The DCLA would prohibit a person from engaging in the business of collecting on a consumer debt in this state without a license and comply with reporting, examination, and other oversight by the California Department of Business Oversight (DBO). If enacted, for the first time since 1992, consumer debt collection agencies and debt buyers in California would be subject to licensing requirements. The DCLA would also require the DBO to respond to consumer complaints and enforce violations.

The DCLA exempts banks and credit unions from the licensure requirement while authorizing DBO to bring enforcement actions against such entities for violating existing fair debt collection laws to which they are already subject. The California Creditors Bar Association continues to oppose the DCLA unless it is amended to exempt attorneys from the licensure requirement in the same manner provided to banks, mortgage banks, and real estate brokers.

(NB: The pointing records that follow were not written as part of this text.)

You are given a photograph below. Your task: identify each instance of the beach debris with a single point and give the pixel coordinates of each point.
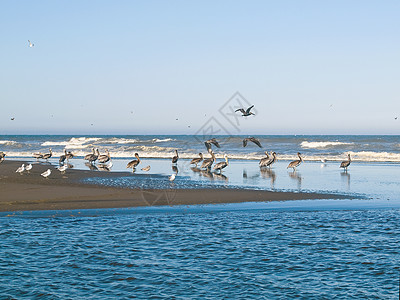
(246, 112)
(46, 174)
(251, 139)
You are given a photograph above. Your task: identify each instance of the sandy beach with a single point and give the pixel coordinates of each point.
(30, 191)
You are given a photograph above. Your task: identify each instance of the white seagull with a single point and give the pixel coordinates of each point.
(46, 173)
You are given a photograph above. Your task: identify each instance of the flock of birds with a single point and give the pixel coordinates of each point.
(104, 160)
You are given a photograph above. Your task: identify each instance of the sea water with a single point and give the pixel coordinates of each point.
(311, 249)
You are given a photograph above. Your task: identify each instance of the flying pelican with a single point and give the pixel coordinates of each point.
(246, 112)
(20, 169)
(251, 139)
(47, 155)
(197, 159)
(223, 164)
(132, 164)
(147, 168)
(46, 173)
(87, 156)
(104, 157)
(211, 141)
(207, 163)
(295, 163)
(94, 157)
(263, 161)
(175, 158)
(28, 167)
(345, 163)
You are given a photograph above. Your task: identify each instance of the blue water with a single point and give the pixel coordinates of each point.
(238, 254)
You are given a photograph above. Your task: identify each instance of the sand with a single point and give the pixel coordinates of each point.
(30, 191)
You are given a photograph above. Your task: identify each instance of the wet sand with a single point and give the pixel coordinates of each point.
(30, 191)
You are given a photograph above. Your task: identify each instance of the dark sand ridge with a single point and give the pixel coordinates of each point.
(30, 191)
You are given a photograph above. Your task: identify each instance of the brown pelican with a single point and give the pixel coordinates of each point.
(263, 161)
(87, 156)
(46, 173)
(246, 112)
(345, 163)
(132, 164)
(47, 155)
(211, 141)
(63, 157)
(104, 157)
(175, 158)
(295, 163)
(207, 163)
(251, 139)
(94, 157)
(223, 164)
(197, 159)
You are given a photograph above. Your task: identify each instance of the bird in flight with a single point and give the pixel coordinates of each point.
(246, 112)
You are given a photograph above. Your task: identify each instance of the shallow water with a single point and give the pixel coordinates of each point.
(208, 254)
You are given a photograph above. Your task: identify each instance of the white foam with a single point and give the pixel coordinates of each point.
(311, 145)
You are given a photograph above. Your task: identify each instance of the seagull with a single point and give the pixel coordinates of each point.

The DCLA already passed in the California Senate 29-4. The California Assembly Appropriations Committee, and the full Assembly, will review the bill next. The Assembly Appropriations Committee scheduled discussion of DCLA for Tuesday, Aug. 18, and continued the discussion to Thursday, Aug. 20. California Gov. Gavin Newsom has indicated that he would sign the bill if it reaches his desk.

Troutman Pepper will continue to follow this legislation and provide an update on any amendments to the DCLA.